Design secrets of the world’s greenest airport

Oslo Airport has become the first airport building in the world to gain an ‘Excellent’ BREEAM sustainability rating

Oslo Airport

Oslo Airport is breaking ground with its sustainability offering

Oslo Airport is paving the way for airport buildings to become more energy efficient by being the first to win an ‘Excellent’ BREEAM sustainability award – the world’s leading sustainability assessment method for buildings.

As the result of a 10-year expansion by Nordic Office of Architecture, which has doubled the size of the airport, Oslo Airport is now a global benchmark for sustainable design.

Green construction at Oslo Airport

To minimise the airport’s impact on the environment, architects decided to find innovative sources of energy and use as many renewable materials in the build as possible.

Snow from the runways is now stored during winter and used as coolant during the summer, while the new interior is clad in sustainable timber sourced from Scandinavian forests. Recycled steel and environmentally friendly concrete have also been used throughout.

“We are delighted to have delivered a project which not only develops Oslo Airport’s distinctive architecture, but one which also provides a greatly enhanced experience for passengers,” says Gudmund Stokke, founder and head of design at Nordic Office of Architecture.

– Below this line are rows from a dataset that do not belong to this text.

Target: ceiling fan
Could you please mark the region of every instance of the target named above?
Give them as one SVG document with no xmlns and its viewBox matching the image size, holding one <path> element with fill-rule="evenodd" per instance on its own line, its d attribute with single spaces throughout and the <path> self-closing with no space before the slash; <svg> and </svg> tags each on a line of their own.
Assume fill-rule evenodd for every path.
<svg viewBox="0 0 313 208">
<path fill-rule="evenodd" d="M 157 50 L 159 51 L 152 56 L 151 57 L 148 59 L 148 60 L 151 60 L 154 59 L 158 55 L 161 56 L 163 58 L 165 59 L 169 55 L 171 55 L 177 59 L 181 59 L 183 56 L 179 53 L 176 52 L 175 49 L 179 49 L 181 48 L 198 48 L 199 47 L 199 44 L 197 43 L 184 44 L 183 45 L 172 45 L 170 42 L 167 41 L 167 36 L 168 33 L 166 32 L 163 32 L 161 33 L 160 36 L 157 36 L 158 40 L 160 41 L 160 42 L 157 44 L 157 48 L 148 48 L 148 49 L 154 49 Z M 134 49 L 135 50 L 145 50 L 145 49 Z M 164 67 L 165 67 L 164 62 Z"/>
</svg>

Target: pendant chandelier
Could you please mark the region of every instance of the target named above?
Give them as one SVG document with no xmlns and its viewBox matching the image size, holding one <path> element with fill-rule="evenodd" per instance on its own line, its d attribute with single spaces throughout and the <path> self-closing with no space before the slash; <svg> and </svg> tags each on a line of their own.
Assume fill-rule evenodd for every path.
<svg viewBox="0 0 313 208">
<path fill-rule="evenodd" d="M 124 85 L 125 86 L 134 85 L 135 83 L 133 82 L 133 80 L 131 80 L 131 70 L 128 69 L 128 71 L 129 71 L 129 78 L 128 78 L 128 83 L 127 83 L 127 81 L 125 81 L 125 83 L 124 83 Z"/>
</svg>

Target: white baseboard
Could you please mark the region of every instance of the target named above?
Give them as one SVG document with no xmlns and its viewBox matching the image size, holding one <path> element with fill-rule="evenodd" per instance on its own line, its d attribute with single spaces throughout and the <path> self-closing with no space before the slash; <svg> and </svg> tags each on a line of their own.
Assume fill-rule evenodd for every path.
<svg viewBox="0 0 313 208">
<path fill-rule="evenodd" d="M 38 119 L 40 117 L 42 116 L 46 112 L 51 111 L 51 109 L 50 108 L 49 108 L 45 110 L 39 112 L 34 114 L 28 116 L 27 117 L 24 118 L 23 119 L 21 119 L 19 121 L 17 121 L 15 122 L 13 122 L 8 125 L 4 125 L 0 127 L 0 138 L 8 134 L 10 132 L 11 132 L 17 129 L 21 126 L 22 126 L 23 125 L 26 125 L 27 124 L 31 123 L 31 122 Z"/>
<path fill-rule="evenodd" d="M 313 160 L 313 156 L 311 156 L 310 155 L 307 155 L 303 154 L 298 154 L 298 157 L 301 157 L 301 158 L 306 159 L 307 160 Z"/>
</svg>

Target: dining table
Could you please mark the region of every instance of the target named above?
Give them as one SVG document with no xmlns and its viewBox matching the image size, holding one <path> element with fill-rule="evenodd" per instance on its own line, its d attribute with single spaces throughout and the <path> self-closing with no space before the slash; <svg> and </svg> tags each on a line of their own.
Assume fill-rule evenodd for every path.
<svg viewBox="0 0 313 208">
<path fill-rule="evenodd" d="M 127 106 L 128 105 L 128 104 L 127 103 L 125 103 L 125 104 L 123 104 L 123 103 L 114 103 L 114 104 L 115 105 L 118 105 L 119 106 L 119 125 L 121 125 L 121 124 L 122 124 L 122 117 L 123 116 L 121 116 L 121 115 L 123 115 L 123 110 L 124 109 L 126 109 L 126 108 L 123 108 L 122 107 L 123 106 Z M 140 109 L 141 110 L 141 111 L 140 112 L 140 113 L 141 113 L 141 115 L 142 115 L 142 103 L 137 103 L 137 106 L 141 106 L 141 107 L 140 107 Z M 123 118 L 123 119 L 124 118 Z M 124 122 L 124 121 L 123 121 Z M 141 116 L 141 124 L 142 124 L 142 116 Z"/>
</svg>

Business travellers concerned about their carbon footprint will be pleased to see that these design choices have reduced the building’s CO2 emissions by 35%. Enhanced insulation means energy consumption has also been cut by more than 50%.

A taste of Scandinavia

Green walls and water features, suggestive of Scandinavian forests, add to the airport’s relaxing atmosphere. Duty-free areas, meanwhile, feature organic stone forms inspired by the Norwegian landscape.

Lighting can be set to different moods according to the weather, season and time of day, while curved glazed windows on both sides of the pier running between the boarding gates allows business travellers to see the surrounding views.

Meanwhile, sustainability hasn’t come at the expense of passenger comfort in other ways: “Passenger flow has been improved with a maximum walking distance of just 450m, which is far shorter than most airports,” says Dag-Falk Petersen, CEO of Avinor, Norway’s state airport operator. “Oslo Airport is now more spacious, more efficient and more comfortable for the passengers.”

With a number of European airports currently in development, including Berlin’s long-awaited Brandenburg Willy Brandt, or undergoing ambitious upgrades, such as Manchester, plenty of eyes in the travel industry are sure to be on Oslo Airport’s pioneering green design.